Il n’existe que deux types d’entreprises : celles qui ont déjà subi une cyberattaque et celles qui ne s’en sont pas encore rendu compte. C’est par cette prise de conscience qu’il faut commencer lorsqu’on parle de cybersécurité. Il n’existe pas de solutions universelles, et la règle la plus efficace reste « less is more » : moins de surfaces exposées signifie moins de possibilités d’être ciblé.
Travailler depuis chez soi ou depuis le bureau ne fait aujourd’hui plus grande différence : la surface d’attaque des cybercriminels est partout. Du réseau domestique partagé avec des téléviseurs connectés et des babyphones aux ordinateurs professionnels connectés à des Wi-Fi publics, chaque point peut devenir une porte d’entrée. Et pendant que les attaquants affinent des techniques de plus en plus sophistiquées, toute personne utilisant un ordinateur pour travailler — pratiquement tout le monde — doit suivre le rythme.
La cybersécurité est depuis toujours une course-poursuite. Les criminels innovent, les institutions et les entreprises s’adaptent. C’est pourquoi la défense ne peut pas être uniquement technique : en plus des outils de protection, une culture diffuse est nécessaire, ainsi que la conscience d’éviter les erreurs basiques. Un mot de passe laissé sur un post-it ou un lien cliqué par inadvertance peut compromettre instantanément la sécurité de l’entreprise et la sécurité personnelle.
Les recommandations de base restent valables et universelles. Premièrement : ne jamais faire confiance aux demandes inattendues. Aucune entreprise ne demande des identifiants par e-mail ou par téléphone. Deuxièmement : éviter d’accéder à des données sensibles depuis des appareils non sécurisés. Troisièmement : ne jamais laisser d’informations confidentielles traîner — des mots de passe notés à la hâte aux badges d’entreprise visibles pendant un appel vidéo. Ensuite, verrouiller systématiquement les appareils lorsqu’on s’éloigne, protéger les fichiers par mot de passe ou chiffrement, utiliser des mots de passe forts et uniques (de préférence avec un gestionnaire), se méfier des pièces jointes suspectes et ne jamais connecter de clés USB inconnues.
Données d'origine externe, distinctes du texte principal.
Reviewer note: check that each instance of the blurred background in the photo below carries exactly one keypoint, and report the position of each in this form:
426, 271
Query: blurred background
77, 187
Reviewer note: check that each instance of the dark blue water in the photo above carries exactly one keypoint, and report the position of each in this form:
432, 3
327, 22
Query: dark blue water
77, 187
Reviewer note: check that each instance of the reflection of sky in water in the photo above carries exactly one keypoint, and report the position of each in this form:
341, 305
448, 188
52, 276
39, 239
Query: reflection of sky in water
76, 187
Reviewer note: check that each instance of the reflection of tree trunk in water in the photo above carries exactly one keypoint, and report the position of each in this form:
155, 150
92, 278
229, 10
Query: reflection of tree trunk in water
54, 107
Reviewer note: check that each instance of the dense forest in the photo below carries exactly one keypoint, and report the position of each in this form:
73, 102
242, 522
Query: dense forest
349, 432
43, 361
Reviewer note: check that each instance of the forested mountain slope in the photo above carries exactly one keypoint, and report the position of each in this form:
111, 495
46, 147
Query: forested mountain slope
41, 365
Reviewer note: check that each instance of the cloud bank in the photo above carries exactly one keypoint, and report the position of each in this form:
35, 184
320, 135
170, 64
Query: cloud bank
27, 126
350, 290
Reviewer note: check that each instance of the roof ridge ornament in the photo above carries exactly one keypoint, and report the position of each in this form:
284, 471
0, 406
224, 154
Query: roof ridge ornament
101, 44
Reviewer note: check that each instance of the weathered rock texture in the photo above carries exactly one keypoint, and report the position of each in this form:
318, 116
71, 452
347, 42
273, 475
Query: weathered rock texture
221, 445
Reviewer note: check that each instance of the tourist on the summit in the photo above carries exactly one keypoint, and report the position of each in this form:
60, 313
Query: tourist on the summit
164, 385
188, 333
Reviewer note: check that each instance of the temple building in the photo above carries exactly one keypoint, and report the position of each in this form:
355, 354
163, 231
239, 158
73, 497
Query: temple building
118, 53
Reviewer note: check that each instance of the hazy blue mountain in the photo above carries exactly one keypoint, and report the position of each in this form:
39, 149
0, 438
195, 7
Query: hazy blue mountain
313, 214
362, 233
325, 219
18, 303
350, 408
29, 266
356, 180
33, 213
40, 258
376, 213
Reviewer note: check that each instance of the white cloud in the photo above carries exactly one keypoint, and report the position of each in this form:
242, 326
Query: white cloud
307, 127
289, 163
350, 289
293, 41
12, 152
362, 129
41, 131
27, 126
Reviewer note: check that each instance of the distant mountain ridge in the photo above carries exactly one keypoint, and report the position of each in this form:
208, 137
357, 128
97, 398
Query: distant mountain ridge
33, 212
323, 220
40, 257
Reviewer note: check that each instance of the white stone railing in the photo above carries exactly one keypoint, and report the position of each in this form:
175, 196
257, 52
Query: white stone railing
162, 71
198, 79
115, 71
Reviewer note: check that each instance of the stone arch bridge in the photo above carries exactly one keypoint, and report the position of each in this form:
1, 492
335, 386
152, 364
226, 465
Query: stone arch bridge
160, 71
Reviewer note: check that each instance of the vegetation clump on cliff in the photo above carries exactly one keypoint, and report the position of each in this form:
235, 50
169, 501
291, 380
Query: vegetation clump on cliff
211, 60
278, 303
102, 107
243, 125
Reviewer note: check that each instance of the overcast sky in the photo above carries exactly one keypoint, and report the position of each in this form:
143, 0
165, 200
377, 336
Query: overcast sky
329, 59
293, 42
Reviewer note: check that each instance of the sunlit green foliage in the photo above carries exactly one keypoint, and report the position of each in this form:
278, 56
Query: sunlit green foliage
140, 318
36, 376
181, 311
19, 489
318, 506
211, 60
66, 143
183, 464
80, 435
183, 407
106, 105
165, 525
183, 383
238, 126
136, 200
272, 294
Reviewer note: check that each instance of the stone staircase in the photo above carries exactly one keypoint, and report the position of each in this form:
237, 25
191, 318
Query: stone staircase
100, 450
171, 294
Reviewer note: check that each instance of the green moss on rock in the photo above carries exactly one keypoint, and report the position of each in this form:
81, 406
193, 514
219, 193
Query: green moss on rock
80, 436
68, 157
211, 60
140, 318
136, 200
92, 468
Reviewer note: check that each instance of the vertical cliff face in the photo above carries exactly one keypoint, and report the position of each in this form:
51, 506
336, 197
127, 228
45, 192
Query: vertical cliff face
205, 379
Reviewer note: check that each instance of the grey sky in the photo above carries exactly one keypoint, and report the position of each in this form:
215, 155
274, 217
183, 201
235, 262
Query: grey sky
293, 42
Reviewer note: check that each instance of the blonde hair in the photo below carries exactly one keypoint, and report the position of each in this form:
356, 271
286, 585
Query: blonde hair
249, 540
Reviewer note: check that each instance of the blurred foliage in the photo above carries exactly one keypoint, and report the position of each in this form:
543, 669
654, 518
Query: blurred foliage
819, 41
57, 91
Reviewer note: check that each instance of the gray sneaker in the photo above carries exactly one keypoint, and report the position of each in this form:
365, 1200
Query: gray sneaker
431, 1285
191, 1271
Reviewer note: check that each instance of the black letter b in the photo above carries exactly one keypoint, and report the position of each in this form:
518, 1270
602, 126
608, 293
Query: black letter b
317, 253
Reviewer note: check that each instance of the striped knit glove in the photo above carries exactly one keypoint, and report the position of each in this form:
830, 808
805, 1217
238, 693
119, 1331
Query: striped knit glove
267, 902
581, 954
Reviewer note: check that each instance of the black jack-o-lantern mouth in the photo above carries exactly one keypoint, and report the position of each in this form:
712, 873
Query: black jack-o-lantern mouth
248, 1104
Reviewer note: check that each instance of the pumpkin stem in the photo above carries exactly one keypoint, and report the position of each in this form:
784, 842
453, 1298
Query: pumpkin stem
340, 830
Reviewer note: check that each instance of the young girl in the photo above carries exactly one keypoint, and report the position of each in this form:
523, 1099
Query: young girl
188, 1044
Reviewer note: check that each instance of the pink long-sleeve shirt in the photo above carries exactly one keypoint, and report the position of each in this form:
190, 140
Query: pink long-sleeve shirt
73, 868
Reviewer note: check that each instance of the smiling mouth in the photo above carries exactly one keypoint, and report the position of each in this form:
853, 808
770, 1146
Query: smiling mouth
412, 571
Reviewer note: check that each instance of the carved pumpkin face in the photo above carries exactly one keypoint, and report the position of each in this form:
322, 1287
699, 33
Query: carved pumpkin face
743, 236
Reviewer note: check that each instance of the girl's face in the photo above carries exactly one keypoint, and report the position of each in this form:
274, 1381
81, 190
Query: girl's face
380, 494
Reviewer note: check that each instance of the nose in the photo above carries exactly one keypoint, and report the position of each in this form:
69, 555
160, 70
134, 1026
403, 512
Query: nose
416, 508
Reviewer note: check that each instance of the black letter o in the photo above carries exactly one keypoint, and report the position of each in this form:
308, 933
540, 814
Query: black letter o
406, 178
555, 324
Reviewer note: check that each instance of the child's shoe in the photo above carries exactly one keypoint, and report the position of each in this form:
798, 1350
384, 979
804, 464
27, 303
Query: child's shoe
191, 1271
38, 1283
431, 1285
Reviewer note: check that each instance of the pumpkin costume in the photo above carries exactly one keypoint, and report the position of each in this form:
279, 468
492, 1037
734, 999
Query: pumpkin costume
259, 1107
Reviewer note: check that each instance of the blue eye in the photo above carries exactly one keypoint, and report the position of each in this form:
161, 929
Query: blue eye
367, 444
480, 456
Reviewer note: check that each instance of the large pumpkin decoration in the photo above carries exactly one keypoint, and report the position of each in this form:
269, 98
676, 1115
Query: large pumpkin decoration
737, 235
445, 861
La mise à jour des systèmes et des antivirus, le changement des mots de passe Wi-Fi par défaut et l’utilisation de réseaux sécurisés complètent les bonnes pratiques. Un principe simple s’applique également : « moins, c’est mieux ». Moins d’applications, moins de logiciels non vérifiés, moins de surfaces exposées. Le reste est assuré par des technologies avancées comme les protections endpoint — y compris pour les imprimantes — ou des solutions comme HP Wolf, conçues pour sécuriser les dispositifs dans leurs points les plus vulnérables.
Si les comportements individuels constituent la première barrière, dans les organisations les enjeux sont encore plus importants. La sécurité de l’information est un processus qui combine mesures techniques, organisationnelles et managériales. Le point de départ est une analyse approfondie des risques : quels actifs sont critiques ? Quelles vulnérabilités peuvent interrompre la production, bloquer une chaîne logistique ou exposer des données sensibles ?
La continuité opérationnelle est l’objectif immédiat. Même en cas d’attaque — et il s’agit désormais d’un « quand » plutôt que d’un « si » — les entreprises doivent pouvoir continuer à fonctionner. Des sauvegardes mises à jour et idéalement isolées sont essentielles, ainsi que des infrastructures redondantes, un inventaire constant des dispositifs, la désactivation des comptes inutilisés et des accès basés sur le principe du moindre privilège. En cas d’incident, la procédure est claire : isoler le système compromis, préserver les preuves, informer les équipes responsables et lancer la phase de rétablissement.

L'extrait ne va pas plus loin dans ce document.